Une fraîcheur d’oasis au mausolée
L’espace est sacré et resplendissant, avec des plantes qui dégagent de la fraîcheur et un air de sérénité. Le professeur Cheikh Anta Diop y repose, selon sa volonté, à côté de son grand-père maternel, Massamba Sassoum, fondateur du village.
Il ressort des témoignages qu’il y avait une forte connexion entre les deux hommes. Le grand-père était réputé pour sa dimension spirituelle exceptionnelle et son dévouement à la religion musulmane. « C’était un « Waliyou » (un saint). Quand le village était frappé par la sécheresse, on sollicitait ses prières pour déclencher la pluie. On pouvait s’attendre à un hivernage abondant, ses prières étaient toujours exaucées », raconte le chef de village.
Aux alentours du mausolée où viennent se recueillir les habitants de Thieytou, pousse un jujubier plusieurs fois déraciné. « On a tout fait pour le couper, mais l’arbre reste tenace. Il pousse à chaque fois. Selon les anciens, cet arbre a toujours cohabité avec le grand-père du professeur Cheikh Anta Diop. « Mame Massamba Sassoum « foumou messeu deuk deem sahe fa » (partout où il a habité, un jujubier y a poussé) », nous confie le gardien du temple, Alla Ndiaye.
Un hommage est aussi rendu à l’ancienne ministre de la Femme, Aïda Mbodj, ancienne mairesse de Bambey, qui a milité pour la rénovation du mausolée. Le site a ressuscité l’âme de Thieytou.

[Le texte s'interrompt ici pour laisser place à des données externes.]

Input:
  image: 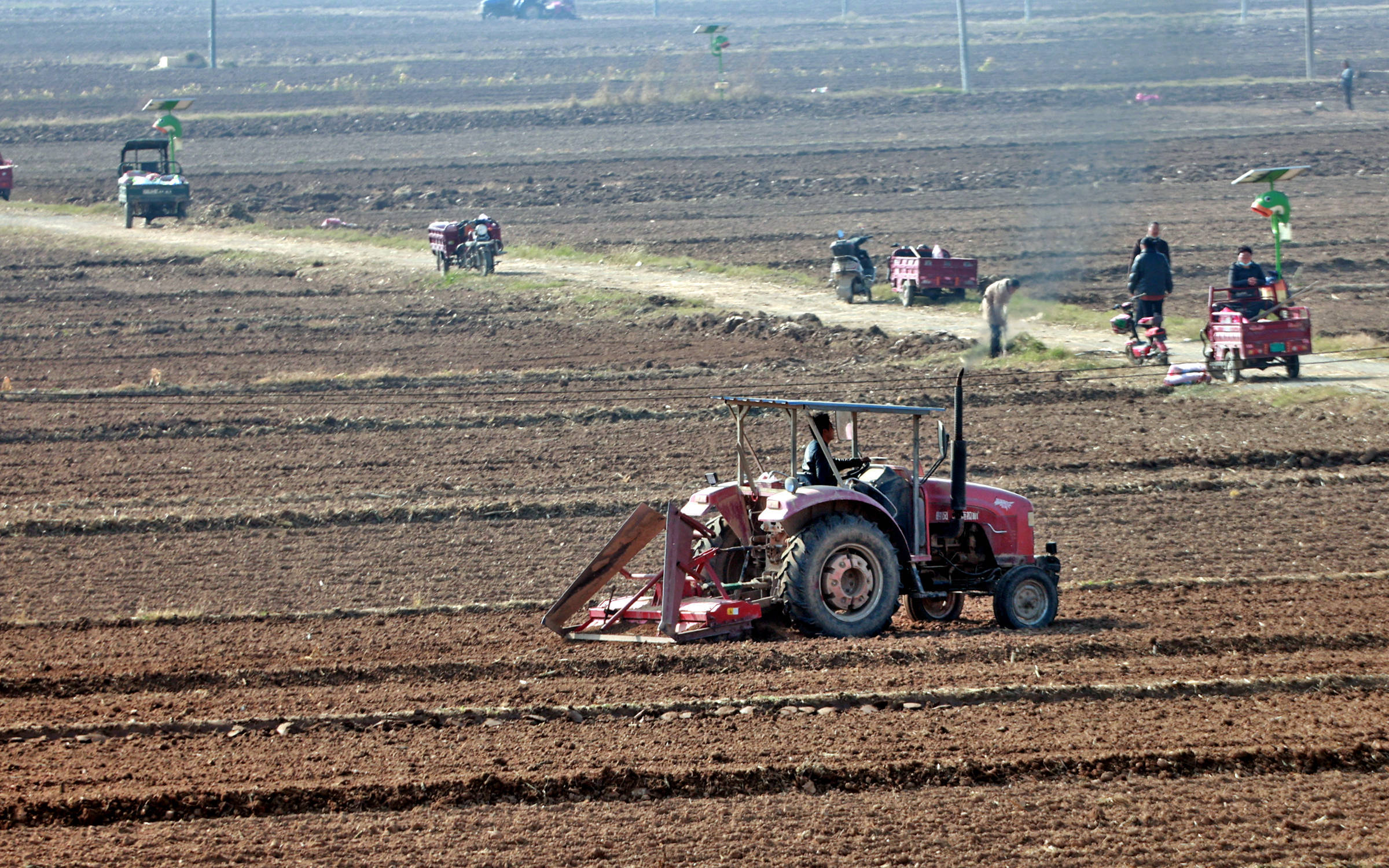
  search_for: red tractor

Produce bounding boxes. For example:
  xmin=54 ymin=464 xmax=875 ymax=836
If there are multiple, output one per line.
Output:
xmin=543 ymin=372 xmax=1061 ymax=642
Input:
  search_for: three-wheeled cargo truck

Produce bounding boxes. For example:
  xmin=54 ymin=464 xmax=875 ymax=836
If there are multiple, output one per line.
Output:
xmin=888 ymin=244 xmax=979 ymax=307
xmin=115 ymin=139 xmax=192 ymax=229
xmin=1201 ymin=279 xmax=1311 ymax=383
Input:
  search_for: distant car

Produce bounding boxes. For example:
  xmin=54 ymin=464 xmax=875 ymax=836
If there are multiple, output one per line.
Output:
xmin=478 ymin=0 xmax=579 ymax=20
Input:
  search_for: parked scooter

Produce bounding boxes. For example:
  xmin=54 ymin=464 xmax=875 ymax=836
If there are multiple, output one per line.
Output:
xmin=1110 ymin=296 xmax=1167 ymax=365
xmin=829 ymin=232 xmax=878 ymax=304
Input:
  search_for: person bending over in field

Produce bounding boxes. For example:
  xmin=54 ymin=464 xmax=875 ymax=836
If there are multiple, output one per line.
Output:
xmin=979 ymin=278 xmax=1018 ymax=358
xmin=800 ymin=413 xmax=868 ymax=485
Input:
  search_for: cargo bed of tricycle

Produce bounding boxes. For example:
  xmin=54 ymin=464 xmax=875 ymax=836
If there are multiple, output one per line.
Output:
xmin=888 ymin=246 xmax=979 ymax=307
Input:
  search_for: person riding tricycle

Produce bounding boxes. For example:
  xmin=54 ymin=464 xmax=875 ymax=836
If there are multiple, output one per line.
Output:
xmin=1201 ymin=241 xmax=1311 ymax=383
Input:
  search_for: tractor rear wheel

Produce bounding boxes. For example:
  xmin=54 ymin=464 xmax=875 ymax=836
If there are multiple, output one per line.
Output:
xmin=1225 ymin=350 xmax=1243 ymax=383
xmin=993 ymin=565 xmax=1059 ymax=631
xmin=777 ymin=515 xmax=902 ymax=639
xmin=907 ymin=593 xmax=964 ymax=624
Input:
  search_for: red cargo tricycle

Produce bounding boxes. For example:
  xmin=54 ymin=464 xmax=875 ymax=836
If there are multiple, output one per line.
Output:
xmin=1201 ymin=279 xmax=1311 ymax=383
xmin=429 ymin=219 xmax=501 ymax=275
xmin=0 ymin=156 xmax=14 ymax=201
xmin=888 ymin=244 xmax=979 ymax=307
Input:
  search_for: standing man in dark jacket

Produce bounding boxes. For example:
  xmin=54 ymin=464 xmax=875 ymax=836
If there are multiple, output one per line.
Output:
xmin=1129 ymin=235 xmax=1173 ymax=325
xmin=1129 ymin=221 xmax=1173 ymax=265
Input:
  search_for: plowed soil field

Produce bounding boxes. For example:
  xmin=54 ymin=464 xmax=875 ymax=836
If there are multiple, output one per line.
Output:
xmin=0 ymin=0 xmax=1389 ymax=868
xmin=0 ymin=236 xmax=1389 ymax=865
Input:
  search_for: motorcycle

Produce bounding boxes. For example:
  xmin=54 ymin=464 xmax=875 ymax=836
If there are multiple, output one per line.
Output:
xmin=462 ymin=221 xmax=501 ymax=275
xmin=829 ymin=232 xmax=878 ymax=304
xmin=1110 ymin=296 xmax=1167 ymax=365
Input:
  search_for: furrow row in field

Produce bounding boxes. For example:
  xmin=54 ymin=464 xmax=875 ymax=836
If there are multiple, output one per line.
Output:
xmin=0 ymin=672 xmax=1389 ymax=742
xmin=8 ymin=633 xmax=1389 ymax=705
xmin=0 ymin=743 xmax=1389 ymax=829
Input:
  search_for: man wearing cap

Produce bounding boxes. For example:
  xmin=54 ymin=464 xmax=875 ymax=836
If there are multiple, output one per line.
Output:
xmin=1129 ymin=235 xmax=1173 ymax=325
xmin=1129 ymin=219 xmax=1173 ymax=264
xmin=800 ymin=413 xmax=868 ymax=485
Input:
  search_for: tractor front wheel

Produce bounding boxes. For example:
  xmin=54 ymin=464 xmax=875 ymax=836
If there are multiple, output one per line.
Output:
xmin=777 ymin=515 xmax=902 ymax=639
xmin=993 ymin=565 xmax=1059 ymax=631
xmin=907 ymin=593 xmax=964 ymax=624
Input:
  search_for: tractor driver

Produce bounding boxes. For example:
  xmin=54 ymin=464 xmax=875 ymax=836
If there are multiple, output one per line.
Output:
xmin=800 ymin=413 xmax=868 ymax=486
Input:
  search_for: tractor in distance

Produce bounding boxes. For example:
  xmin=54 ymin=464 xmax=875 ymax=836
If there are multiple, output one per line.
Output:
xmin=543 ymin=371 xmax=1061 ymax=642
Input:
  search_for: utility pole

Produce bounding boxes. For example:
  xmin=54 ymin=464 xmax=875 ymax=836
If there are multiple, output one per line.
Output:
xmin=956 ymin=0 xmax=972 ymax=93
xmin=1307 ymin=0 xmax=1315 ymax=80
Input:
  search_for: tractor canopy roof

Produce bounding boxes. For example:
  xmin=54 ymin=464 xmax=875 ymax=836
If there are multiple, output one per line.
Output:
xmin=714 ymin=396 xmax=946 ymax=415
xmin=121 ymin=139 xmax=170 ymax=154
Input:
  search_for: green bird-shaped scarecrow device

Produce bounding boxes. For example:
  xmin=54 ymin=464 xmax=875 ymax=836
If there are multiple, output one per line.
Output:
xmin=1230 ymin=165 xmax=1311 ymax=277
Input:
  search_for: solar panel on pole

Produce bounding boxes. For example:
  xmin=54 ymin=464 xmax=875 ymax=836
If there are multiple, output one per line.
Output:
xmin=1307 ymin=0 xmax=1315 ymax=79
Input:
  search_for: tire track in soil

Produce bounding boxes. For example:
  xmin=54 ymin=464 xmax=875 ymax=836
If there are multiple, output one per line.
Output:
xmin=0 ymin=743 xmax=1389 ymax=829
xmin=0 ymin=633 xmax=1389 ymax=705
xmin=0 ymin=674 xmax=1389 ymax=742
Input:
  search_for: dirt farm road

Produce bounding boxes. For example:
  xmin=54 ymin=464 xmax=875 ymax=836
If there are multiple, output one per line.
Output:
xmin=8 ymin=205 xmax=1389 ymax=392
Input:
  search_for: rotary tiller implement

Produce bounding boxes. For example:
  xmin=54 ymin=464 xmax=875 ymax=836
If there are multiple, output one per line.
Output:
xmin=543 ymin=372 xmax=1061 ymax=642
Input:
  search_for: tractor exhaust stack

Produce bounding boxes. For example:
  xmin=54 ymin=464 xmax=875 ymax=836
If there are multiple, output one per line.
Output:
xmin=942 ymin=369 xmax=967 ymax=539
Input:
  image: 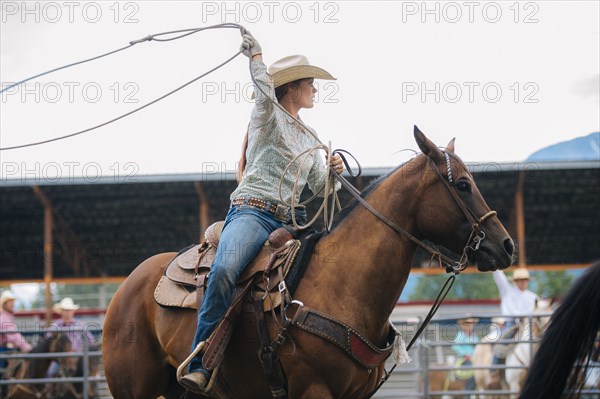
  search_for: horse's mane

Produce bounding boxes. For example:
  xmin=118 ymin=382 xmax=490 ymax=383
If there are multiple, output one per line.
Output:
xmin=520 ymin=261 xmax=600 ymax=399
xmin=331 ymin=163 xmax=406 ymax=230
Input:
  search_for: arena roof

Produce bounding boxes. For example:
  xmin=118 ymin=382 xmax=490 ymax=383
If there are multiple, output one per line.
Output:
xmin=0 ymin=161 xmax=600 ymax=282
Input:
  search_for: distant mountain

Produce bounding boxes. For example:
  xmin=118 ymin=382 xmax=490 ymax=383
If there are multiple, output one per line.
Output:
xmin=527 ymin=132 xmax=600 ymax=162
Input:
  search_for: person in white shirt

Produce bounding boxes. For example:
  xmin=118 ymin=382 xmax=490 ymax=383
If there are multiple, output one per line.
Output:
xmin=492 ymin=267 xmax=539 ymax=365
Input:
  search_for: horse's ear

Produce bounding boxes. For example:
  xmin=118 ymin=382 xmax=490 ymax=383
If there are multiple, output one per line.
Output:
xmin=446 ymin=137 xmax=456 ymax=152
xmin=415 ymin=125 xmax=444 ymax=161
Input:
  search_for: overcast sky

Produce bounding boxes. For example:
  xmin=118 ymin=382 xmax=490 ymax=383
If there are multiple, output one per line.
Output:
xmin=0 ymin=1 xmax=600 ymax=183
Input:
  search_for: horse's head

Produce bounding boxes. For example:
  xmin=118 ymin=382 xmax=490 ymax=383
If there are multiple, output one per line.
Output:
xmin=414 ymin=126 xmax=514 ymax=271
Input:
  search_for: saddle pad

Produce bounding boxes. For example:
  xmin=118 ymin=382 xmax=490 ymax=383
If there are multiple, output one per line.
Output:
xmin=154 ymin=276 xmax=196 ymax=309
xmin=154 ymin=240 xmax=301 ymax=311
xmin=165 ymin=240 xmax=299 ymax=287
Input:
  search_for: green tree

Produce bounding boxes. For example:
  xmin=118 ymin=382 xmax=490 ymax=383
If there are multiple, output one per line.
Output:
xmin=533 ymin=270 xmax=574 ymax=298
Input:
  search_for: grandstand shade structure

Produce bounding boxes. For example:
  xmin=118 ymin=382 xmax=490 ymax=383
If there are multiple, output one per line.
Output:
xmin=0 ymin=161 xmax=600 ymax=283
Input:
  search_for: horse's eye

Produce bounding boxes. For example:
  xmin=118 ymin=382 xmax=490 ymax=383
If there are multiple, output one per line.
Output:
xmin=456 ymin=180 xmax=471 ymax=192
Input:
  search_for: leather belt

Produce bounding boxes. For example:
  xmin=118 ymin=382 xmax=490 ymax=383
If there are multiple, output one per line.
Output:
xmin=231 ymin=197 xmax=277 ymax=215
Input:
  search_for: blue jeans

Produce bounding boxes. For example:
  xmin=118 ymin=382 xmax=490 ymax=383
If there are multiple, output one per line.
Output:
xmin=189 ymin=205 xmax=306 ymax=374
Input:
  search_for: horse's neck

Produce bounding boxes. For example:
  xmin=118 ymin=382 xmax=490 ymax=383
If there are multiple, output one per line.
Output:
xmin=307 ymin=169 xmax=415 ymax=339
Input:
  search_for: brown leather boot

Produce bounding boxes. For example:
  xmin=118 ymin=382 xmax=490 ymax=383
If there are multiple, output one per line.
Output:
xmin=179 ymin=371 xmax=208 ymax=393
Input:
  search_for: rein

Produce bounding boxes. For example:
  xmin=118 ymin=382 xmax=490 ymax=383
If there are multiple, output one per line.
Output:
xmin=336 ymin=152 xmax=497 ymax=274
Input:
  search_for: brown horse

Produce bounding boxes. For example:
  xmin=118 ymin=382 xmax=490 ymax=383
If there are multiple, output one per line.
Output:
xmin=102 ymin=127 xmax=514 ymax=399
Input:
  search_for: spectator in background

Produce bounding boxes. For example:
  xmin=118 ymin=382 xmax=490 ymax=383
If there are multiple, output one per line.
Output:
xmin=48 ymin=297 xmax=94 ymax=377
xmin=0 ymin=291 xmax=31 ymax=397
xmin=0 ymin=291 xmax=31 ymax=352
xmin=452 ymin=317 xmax=479 ymax=391
xmin=492 ymin=267 xmax=539 ymax=372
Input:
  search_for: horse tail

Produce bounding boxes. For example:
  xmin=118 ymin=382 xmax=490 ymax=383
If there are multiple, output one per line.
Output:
xmin=520 ymin=261 xmax=600 ymax=399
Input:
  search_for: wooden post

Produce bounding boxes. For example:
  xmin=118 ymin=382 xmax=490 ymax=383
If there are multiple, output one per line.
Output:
xmin=515 ymin=170 xmax=527 ymax=267
xmin=32 ymin=186 xmax=54 ymax=324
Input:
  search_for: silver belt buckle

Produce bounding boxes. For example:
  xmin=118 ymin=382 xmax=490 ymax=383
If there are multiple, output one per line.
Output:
xmin=275 ymin=204 xmax=290 ymax=222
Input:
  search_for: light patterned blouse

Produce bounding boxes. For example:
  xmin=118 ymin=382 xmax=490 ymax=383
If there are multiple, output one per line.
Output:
xmin=230 ymin=60 xmax=340 ymax=204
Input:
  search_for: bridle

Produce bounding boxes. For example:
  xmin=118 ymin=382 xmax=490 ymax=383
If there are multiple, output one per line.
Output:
xmin=330 ymin=151 xmax=497 ymax=275
xmin=352 ymin=151 xmax=497 ymax=398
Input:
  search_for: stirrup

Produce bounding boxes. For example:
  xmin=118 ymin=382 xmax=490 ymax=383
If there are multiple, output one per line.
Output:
xmin=177 ymin=341 xmax=206 ymax=383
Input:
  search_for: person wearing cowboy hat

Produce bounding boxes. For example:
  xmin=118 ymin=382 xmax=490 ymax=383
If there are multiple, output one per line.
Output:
xmin=0 ymin=290 xmax=31 ymax=390
xmin=46 ymin=297 xmax=95 ymax=377
xmin=451 ymin=317 xmax=479 ymax=391
xmin=0 ymin=291 xmax=31 ymax=352
xmin=180 ymin=30 xmax=343 ymax=393
xmin=492 ymin=267 xmax=540 ymax=374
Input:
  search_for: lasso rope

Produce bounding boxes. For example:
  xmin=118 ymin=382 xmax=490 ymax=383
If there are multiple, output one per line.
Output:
xmin=0 ymin=23 xmax=245 ymax=151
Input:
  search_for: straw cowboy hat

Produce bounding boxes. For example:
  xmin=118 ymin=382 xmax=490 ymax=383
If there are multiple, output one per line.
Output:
xmin=268 ymin=55 xmax=336 ymax=87
xmin=0 ymin=291 xmax=16 ymax=308
xmin=52 ymin=297 xmax=79 ymax=313
xmin=512 ymin=267 xmax=529 ymax=280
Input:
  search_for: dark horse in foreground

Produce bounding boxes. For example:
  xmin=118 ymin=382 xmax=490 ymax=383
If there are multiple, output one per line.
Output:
xmin=103 ymin=127 xmax=514 ymax=399
xmin=520 ymin=261 xmax=600 ymax=399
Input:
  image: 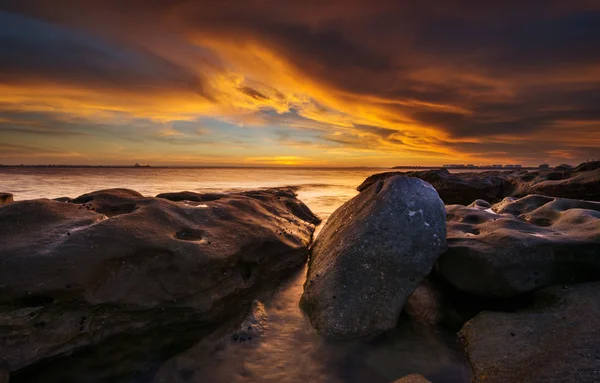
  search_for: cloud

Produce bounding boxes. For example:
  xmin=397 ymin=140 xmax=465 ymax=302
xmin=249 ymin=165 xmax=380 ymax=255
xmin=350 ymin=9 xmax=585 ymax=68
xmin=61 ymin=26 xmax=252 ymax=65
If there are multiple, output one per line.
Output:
xmin=0 ymin=0 xmax=600 ymax=165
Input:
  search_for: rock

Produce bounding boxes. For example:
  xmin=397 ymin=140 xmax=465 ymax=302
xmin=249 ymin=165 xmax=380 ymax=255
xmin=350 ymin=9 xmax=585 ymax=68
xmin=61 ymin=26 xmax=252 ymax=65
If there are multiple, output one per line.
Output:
xmin=156 ymin=191 xmax=226 ymax=202
xmin=0 ymin=189 xmax=318 ymax=376
xmin=459 ymin=282 xmax=600 ymax=383
xmin=511 ymin=161 xmax=600 ymax=201
xmin=0 ymin=366 xmax=10 ymax=383
xmin=394 ymin=374 xmax=431 ymax=383
xmin=436 ymin=195 xmax=600 ymax=297
xmin=0 ymin=193 xmax=14 ymax=206
xmin=358 ymin=169 xmax=513 ymax=205
xmin=300 ymin=177 xmax=446 ymax=338
xmin=69 ymin=189 xmax=143 ymax=217
xmin=357 ymin=161 xmax=600 ymax=205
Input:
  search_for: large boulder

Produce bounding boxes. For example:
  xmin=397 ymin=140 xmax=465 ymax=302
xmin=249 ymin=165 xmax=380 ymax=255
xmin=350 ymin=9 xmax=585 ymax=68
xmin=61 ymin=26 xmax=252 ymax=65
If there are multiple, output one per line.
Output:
xmin=300 ymin=177 xmax=446 ymax=338
xmin=0 ymin=193 xmax=14 ymax=206
xmin=357 ymin=161 xmax=600 ymax=205
xmin=0 ymin=189 xmax=318 ymax=371
xmin=459 ymin=282 xmax=600 ymax=383
xmin=357 ymin=169 xmax=513 ymax=205
xmin=437 ymin=195 xmax=600 ymax=297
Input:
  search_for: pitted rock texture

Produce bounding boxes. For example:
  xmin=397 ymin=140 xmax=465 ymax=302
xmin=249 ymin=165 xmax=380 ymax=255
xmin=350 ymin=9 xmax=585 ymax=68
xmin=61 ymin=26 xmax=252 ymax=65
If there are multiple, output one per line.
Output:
xmin=0 ymin=189 xmax=318 ymax=371
xmin=300 ymin=177 xmax=446 ymax=338
xmin=357 ymin=161 xmax=600 ymax=205
xmin=459 ymin=282 xmax=600 ymax=383
xmin=0 ymin=193 xmax=14 ymax=206
xmin=437 ymin=195 xmax=600 ymax=297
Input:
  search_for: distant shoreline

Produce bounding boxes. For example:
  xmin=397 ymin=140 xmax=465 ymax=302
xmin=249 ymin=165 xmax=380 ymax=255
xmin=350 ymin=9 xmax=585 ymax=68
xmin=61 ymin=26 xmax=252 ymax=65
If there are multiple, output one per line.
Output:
xmin=0 ymin=164 xmax=386 ymax=170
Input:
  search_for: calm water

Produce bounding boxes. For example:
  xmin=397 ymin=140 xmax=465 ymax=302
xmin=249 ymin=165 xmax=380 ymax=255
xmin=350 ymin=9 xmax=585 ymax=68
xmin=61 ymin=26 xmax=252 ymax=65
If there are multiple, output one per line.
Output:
xmin=0 ymin=168 xmax=469 ymax=383
xmin=0 ymin=168 xmax=386 ymax=219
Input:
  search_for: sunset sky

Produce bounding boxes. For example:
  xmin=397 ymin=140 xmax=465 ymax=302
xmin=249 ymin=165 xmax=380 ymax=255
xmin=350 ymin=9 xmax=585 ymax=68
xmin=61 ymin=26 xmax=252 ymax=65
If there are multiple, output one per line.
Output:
xmin=0 ymin=0 xmax=600 ymax=166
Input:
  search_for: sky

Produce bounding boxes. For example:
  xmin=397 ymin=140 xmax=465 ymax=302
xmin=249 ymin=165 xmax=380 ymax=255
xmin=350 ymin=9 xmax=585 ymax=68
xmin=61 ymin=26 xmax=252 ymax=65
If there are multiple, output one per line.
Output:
xmin=0 ymin=0 xmax=600 ymax=166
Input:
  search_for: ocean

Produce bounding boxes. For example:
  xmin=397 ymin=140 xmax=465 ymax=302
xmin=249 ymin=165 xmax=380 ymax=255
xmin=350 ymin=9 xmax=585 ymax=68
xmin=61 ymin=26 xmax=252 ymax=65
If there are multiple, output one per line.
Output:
xmin=0 ymin=167 xmax=470 ymax=383
xmin=0 ymin=167 xmax=389 ymax=219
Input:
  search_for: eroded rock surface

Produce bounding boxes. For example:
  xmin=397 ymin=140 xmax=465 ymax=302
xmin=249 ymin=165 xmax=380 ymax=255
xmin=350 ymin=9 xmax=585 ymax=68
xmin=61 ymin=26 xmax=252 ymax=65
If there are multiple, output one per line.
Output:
xmin=358 ymin=161 xmax=600 ymax=205
xmin=0 ymin=189 xmax=318 ymax=371
xmin=300 ymin=177 xmax=446 ymax=338
xmin=459 ymin=282 xmax=600 ymax=383
xmin=0 ymin=193 xmax=14 ymax=206
xmin=437 ymin=195 xmax=600 ymax=297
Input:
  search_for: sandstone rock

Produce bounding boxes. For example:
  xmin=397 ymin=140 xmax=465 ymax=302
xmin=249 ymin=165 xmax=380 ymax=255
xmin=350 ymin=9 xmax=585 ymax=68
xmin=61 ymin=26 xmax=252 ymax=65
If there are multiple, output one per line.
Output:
xmin=156 ymin=191 xmax=226 ymax=202
xmin=357 ymin=161 xmax=600 ymax=205
xmin=459 ymin=283 xmax=600 ymax=383
xmin=0 ymin=193 xmax=14 ymax=206
xmin=437 ymin=195 xmax=600 ymax=297
xmin=300 ymin=177 xmax=446 ymax=338
xmin=394 ymin=374 xmax=431 ymax=383
xmin=0 ymin=190 xmax=318 ymax=371
xmin=0 ymin=366 xmax=10 ymax=383
xmin=358 ymin=169 xmax=513 ymax=205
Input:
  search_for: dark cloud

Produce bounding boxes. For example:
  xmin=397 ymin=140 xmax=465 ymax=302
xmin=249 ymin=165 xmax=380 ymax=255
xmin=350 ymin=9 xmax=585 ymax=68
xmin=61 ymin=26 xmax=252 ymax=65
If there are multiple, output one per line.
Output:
xmin=0 ymin=0 xmax=600 ymax=164
xmin=0 ymin=11 xmax=209 ymax=93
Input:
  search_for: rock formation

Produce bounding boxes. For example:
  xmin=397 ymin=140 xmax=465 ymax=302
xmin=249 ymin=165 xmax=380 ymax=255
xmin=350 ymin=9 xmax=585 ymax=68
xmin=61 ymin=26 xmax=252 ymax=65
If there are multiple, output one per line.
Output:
xmin=300 ymin=177 xmax=446 ymax=338
xmin=437 ymin=195 xmax=600 ymax=297
xmin=0 ymin=189 xmax=318 ymax=371
xmin=0 ymin=193 xmax=14 ymax=206
xmin=459 ymin=282 xmax=600 ymax=383
xmin=357 ymin=161 xmax=600 ymax=205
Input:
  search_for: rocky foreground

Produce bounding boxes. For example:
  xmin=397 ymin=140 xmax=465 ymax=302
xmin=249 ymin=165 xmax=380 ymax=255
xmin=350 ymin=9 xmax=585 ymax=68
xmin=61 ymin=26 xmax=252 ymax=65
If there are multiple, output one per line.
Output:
xmin=0 ymin=189 xmax=319 ymax=378
xmin=0 ymin=163 xmax=600 ymax=383
xmin=357 ymin=161 xmax=600 ymax=205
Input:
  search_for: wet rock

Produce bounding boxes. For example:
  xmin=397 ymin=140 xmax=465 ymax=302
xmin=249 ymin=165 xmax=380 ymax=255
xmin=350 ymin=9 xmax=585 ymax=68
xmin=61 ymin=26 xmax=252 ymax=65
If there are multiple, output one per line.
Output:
xmin=0 ymin=190 xmax=318 ymax=371
xmin=70 ymin=189 xmax=143 ymax=217
xmin=358 ymin=169 xmax=513 ymax=205
xmin=394 ymin=374 xmax=431 ymax=383
xmin=230 ymin=301 xmax=269 ymax=343
xmin=437 ymin=195 xmax=600 ymax=297
xmin=358 ymin=161 xmax=600 ymax=205
xmin=300 ymin=177 xmax=446 ymax=338
xmin=0 ymin=193 xmax=14 ymax=206
xmin=459 ymin=282 xmax=600 ymax=383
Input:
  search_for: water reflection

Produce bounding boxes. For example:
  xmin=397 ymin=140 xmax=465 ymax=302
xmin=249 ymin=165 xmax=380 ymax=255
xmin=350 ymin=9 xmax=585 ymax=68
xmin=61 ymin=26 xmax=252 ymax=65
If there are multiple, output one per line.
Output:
xmin=154 ymin=270 xmax=469 ymax=383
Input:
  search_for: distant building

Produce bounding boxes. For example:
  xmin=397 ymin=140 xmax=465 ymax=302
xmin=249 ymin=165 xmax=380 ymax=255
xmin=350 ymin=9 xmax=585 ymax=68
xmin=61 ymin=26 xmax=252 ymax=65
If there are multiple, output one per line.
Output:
xmin=554 ymin=164 xmax=573 ymax=170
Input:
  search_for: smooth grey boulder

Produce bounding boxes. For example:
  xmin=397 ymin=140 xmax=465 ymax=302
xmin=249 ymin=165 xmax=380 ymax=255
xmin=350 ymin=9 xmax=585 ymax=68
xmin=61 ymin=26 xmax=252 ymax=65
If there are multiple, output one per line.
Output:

Dans la grande cour est aménagé un espace où repose Marie Louise Diop, la veuve du grand penseur. Elle est décédée, en France, le 4 mars 2016, 30 ans après son défunt mari, des suites d’une longue maladie. Elle a tenu à rester fidèle au célèbre panafricaniste jusqu’à sa mort. Selon des témoignages recueillis sur place, elle n’a jamais voulu se remarier après le décès du père de ses quatre garçons.